We see the removal of protections on financial institutions, which are operating in accordance with state laws, as a poor alternative to creating meaningful policy though the political process,” the senators wrote. “This guidance must remain intact because the risks involved in removing it are too great.”
.@SenJeffMerkley & I led a bipartisan effort, urging Financial Crimes Enforcement Network to keep guidelines in place enabling financial institutions to provide banking services for legitimate cannabis businesses in states that have legalized marijuana. https://t.co/N49vKZZ8f3
— Sen. Lisa Murkowski (@lisamurkowski) January 18, 2018
The language in the senators’ letter mirrors that of a letter 31 House members sent Wednesday to FinCEN.
“Leaving your guidance unchanged will continue to encourage small companies to make investments by freeing up access to capital,” that letter said. “It will also further provide for well regulation and oversight through suspicious activity reports.

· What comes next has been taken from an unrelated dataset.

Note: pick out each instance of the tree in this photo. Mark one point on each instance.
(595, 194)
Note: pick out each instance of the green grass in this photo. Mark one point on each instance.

“Rescinding this guidance would inject uncertainty in the financial markets. Attempts to disrupt this market are dangerous and imprudent.”
Thursday’s letter from the senators also makes many of the same points Colorado Sens. Michael Bennet and Cory Gardner made in a letter sent Jan. 11 to FinCEN leadership.
Bennet and Gardner said they feared that repealing the 2014 Guidance would “push more businesses toward cash, which may raise public safety issues and reduce the oversight and transparency of marijuana transactions,” The Denver Post reported.
On Jan. 4, uncertainty swelled in the cannabis industry following Attorney General Jeff Sessions’ removal of the Cole Memo and related marijuana-guidance, which laid out that enforcement priorities should not be focused on state-legal marijuana regimes. Sessions’ new guidance put the onus on federal prosecutors as to the extent they’d utilize federal resources for marijuana enforcement.
FinCEN officials last Friday told The Cannabist that the guidance remains in place.
“The SAR (Suspicious Activity Report) reporting structure laid out in the Feb. 14, 2014, guidance remains in place,” Stephen Hudak, a FinCEN spokesman, wrote via email to The Cannabist. “FinCEN will continue to work closely with law enforcement and the financial sector to combat illicit finance, and we will notify the financial sector of any changes to FinCEN’s SAR reporting expectations.”